The report by Matthew Goodwin and Professor Jocelyn Evans, ‘From voting to violence? Far right extremism in Britain,’ is available to read here.
The report was launched at an event hosted by Chatham House yesterday.
The report points to attitudes among the memberships of the BNP and UK Independence Party towards Muslims finding that “large majorities of both BNP and UKIP supporters appear absolutely convinced that Islam poses a serious danger to the West.”
On attitudes in the BNP towards violence the report concludes that there is “clear evidence of an inner core of activists who are both expecting, and endorse, violence.”
From the report’s executive summary:
“While BNP and UKIP supporters in our sample exhibit distinct profiles, they are driven by a similar set of concerns. Foremost, BNP and UKIP supporters are concerned about immigration. Despite a global financial crisis and economic stagnation, in their eyes immigration is the most important issue facing Britain. Following their second issue of concern (the economy), both groups identify Muslims in British society as the third most important issue facing the country (an option that is not routinely given in standard surveys).
“Both groups also express high levels of anxiety over Islam, and its religious institutions. Both BNP and UKIP supporters would feel bothered by the presence of a mosque in their local community, but again to a much higher degree amongst BNP supporters. Such views appear to stem from the way in which large majorities of both the BNP and UKIP supporters view Islam as a serious danger to the West. Over three quarters
of BNP supporters and almost two thirds of UKIP supporters strongly disagree that Islam does not pose a threat to the West. In fact, less than one out of every ten BNP and UKIP supporter in our sample endorsed the suggestion that Islam does not pose a serious danger to the West. In short, large majorities of both BNP and UKIP supporters appear absolutely convinced that Islam poses a serious danger to the West.
“A key difference between supporters of the extreme and radical right-wing is the intensity of their feelings about immigration and Islam. BNP supporters in our sample are overwhelmingly concerned about immigration and Muslims, and almost to the exclusion of other issues.
“Large numbers of BNP and UKIP supporters in our sample endorse the view that violence between different ethnic, racial and religious groups in Britain is largely inevitable, but with much stronger agreement amongst the BNP group.
“Beyond preparing for conflict, we also find evidence of support within the BNP sample for armed conflict, when defending the British way of life, with twice as many BNP supporters as UKIP endorsing this as always or sometimes justifiable. Similarly, twice the proportion of BNP supporters than their UKIP counterparts in our sample agreed violence may be needed to protect their group from threats.
“Within the BNP group, there is clear evidence of an inner core of activists who are both expecting, and endorse, violence. By disaggregating supporters into five distinct types, from core to periphery, those at the core of the BNP are far more likely than the more peripheral party’s supporters to expect and endorse violence.

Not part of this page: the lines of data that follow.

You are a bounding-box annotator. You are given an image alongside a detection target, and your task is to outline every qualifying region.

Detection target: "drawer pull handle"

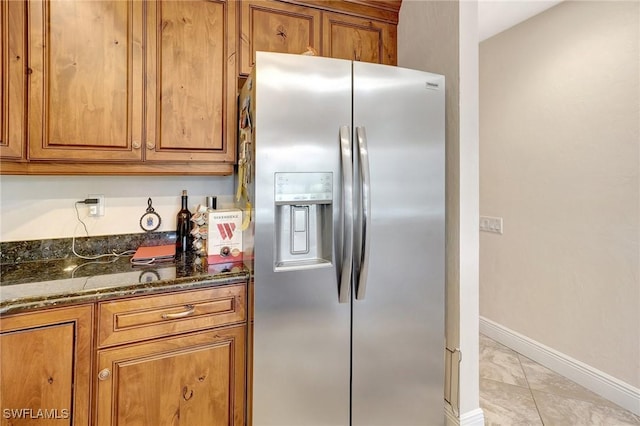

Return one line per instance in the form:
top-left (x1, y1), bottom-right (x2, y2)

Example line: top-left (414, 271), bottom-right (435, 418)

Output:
top-left (98, 368), bottom-right (111, 381)
top-left (161, 304), bottom-right (196, 320)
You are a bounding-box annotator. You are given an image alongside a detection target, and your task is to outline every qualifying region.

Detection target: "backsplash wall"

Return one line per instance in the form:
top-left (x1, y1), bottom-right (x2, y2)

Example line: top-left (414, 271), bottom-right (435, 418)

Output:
top-left (0, 175), bottom-right (235, 242)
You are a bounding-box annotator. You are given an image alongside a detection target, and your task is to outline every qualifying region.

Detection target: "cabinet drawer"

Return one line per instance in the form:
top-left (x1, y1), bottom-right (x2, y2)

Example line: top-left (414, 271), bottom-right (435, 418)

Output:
top-left (98, 283), bottom-right (246, 348)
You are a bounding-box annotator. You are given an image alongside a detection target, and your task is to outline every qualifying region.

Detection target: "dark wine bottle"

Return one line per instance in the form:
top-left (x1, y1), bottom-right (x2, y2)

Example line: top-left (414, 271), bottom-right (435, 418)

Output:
top-left (176, 190), bottom-right (192, 253)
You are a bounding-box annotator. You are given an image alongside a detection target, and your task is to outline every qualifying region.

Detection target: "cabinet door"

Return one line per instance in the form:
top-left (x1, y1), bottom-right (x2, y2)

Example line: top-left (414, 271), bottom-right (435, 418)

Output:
top-left (95, 326), bottom-right (246, 426)
top-left (0, 305), bottom-right (93, 426)
top-left (322, 11), bottom-right (397, 65)
top-left (0, 0), bottom-right (26, 160)
top-left (145, 0), bottom-right (236, 163)
top-left (240, 0), bottom-right (321, 75)
top-left (28, 0), bottom-right (144, 161)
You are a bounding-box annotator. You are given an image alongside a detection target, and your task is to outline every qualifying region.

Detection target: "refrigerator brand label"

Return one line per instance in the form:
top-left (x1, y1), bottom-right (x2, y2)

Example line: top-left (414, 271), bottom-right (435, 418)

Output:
top-left (425, 81), bottom-right (441, 90)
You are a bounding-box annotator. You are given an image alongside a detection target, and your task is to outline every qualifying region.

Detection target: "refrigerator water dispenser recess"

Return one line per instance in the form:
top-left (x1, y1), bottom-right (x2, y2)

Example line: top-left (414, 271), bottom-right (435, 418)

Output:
top-left (274, 172), bottom-right (333, 271)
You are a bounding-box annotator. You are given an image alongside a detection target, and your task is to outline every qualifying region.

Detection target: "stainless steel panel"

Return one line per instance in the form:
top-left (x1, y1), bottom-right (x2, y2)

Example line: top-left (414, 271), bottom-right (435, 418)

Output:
top-left (252, 52), bottom-right (352, 426)
top-left (351, 62), bottom-right (446, 426)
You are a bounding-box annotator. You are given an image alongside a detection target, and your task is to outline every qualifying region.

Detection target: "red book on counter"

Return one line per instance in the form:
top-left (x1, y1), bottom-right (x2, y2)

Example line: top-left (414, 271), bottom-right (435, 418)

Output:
top-left (131, 244), bottom-right (176, 265)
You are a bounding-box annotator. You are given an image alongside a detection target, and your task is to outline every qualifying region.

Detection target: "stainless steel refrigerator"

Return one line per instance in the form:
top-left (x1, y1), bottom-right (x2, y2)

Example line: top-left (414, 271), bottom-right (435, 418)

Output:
top-left (238, 52), bottom-right (445, 426)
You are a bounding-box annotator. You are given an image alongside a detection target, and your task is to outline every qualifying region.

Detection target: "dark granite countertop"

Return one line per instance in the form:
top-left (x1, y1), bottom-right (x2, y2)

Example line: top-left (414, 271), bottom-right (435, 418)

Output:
top-left (0, 253), bottom-right (249, 315)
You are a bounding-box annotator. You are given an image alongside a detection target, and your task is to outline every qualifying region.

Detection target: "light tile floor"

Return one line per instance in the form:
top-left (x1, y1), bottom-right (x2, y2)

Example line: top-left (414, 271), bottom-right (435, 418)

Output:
top-left (479, 334), bottom-right (640, 425)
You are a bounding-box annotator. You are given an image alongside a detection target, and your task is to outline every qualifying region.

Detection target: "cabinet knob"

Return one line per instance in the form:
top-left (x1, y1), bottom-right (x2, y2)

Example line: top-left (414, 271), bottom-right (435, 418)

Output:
top-left (98, 368), bottom-right (111, 381)
top-left (146, 141), bottom-right (156, 150)
top-left (132, 141), bottom-right (141, 149)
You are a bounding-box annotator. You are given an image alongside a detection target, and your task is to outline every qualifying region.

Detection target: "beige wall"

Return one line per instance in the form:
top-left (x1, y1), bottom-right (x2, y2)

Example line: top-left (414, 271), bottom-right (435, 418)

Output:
top-left (399, 0), bottom-right (482, 421)
top-left (399, 0), bottom-right (461, 358)
top-left (479, 0), bottom-right (639, 388)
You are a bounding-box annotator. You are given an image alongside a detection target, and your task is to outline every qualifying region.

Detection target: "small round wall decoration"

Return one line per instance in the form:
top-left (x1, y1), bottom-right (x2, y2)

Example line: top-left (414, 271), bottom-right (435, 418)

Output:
top-left (140, 198), bottom-right (161, 232)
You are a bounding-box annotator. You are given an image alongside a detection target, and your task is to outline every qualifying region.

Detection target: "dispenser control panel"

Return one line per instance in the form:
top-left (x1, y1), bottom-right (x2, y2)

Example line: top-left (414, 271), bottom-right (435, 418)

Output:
top-left (275, 172), bottom-right (333, 204)
top-left (273, 172), bottom-right (333, 271)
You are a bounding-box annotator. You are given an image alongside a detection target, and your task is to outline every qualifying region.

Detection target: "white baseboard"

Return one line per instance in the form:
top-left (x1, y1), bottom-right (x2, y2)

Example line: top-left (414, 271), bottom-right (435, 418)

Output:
top-left (480, 316), bottom-right (640, 416)
top-left (444, 404), bottom-right (459, 426)
top-left (460, 408), bottom-right (485, 426)
top-left (444, 404), bottom-right (485, 426)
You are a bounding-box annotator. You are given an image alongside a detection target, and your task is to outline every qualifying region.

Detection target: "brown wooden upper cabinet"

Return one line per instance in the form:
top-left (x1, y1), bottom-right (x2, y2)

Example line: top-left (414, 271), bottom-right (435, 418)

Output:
top-left (240, 0), bottom-right (321, 75)
top-left (20, 0), bottom-right (237, 174)
top-left (1, 0), bottom-right (400, 175)
top-left (0, 0), bottom-right (27, 161)
top-left (145, 0), bottom-right (236, 164)
top-left (27, 0), bottom-right (143, 163)
top-left (239, 0), bottom-right (400, 76)
top-left (322, 11), bottom-right (396, 65)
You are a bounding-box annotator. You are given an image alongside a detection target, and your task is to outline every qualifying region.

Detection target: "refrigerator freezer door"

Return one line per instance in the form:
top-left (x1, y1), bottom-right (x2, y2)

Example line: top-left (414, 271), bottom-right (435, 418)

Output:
top-left (252, 52), bottom-right (352, 426)
top-left (351, 62), bottom-right (446, 425)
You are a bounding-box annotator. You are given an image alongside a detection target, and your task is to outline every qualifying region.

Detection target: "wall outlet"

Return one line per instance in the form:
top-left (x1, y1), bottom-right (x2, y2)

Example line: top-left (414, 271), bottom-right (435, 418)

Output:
top-left (480, 216), bottom-right (503, 234)
top-left (88, 194), bottom-right (105, 217)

“While we cannot compare these findings with a sample of the national population, they suggest that large majorities of the BNP and UKIP supporters in our sample are expecting relations between different groups to deteriorate into violence. BNP supporters are most likely to consider the strategy of preparing for group conflict justifiable with almost half the sample of BNP supporters considering this always or sometimes justifiable, compared to less than a third of UKIP supporters. Much greater endorsement of violence never being justifiable is evident amongst UKIP supporters.”